The Mortgage Bankers Association said that applications for adjustable-rate mortgages, or ARMs, rose by 8% last week. Overall applications increased by more than 4%.
The increase came in the same week the Federal Reserve hiked key interest rates by three quarters of a point, the central bank's largest one-time increase since 1994. The increase followed a half-point hike last month. Both moves were aimed at controlling rising inflation, which is running at its highest level in 40 years.
The rise in ARM applications coincides with steeper mortgage rates over the past few weeks.
"Mortgage rates continued to surge last week, with the 30-year fixed mortgage rate jumping 33 basis points to 5.98%, the highest since November 2008 and the largest single-week increase since 2009," MBA Associate Vice President of Economic and Industry Forecasting Joel Kan said in a statement Wednesday.

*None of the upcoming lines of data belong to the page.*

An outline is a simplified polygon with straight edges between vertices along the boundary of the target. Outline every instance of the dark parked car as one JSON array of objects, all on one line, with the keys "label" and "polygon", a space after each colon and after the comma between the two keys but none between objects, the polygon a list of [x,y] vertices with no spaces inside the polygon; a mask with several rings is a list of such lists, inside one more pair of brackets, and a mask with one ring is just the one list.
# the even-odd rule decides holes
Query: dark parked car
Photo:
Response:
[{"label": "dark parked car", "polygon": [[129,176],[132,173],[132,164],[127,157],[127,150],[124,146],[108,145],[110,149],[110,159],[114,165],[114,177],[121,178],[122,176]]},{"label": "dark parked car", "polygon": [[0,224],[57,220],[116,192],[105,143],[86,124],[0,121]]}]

"All other loan types also increased by at least 20 basis points, influenced by the Federal Reserve's 75-basis-point rate hike and commentary that more are coming to slow inflation. Mortgage rates are now almost double what they were a year ago, leading to a 77% drop in refinance volume over the past 12 months."
Applications to refinance declined last week by 3% and are off 77% from a year ago, the MBA said.
The ARM market started off hot earlier this year but had cooled in recent weeks. Adjustable-rate mortgages can be risky because, although they typically start off with a low interest rate, they can escalate in the future and become much more costly than fixed-rate home loans.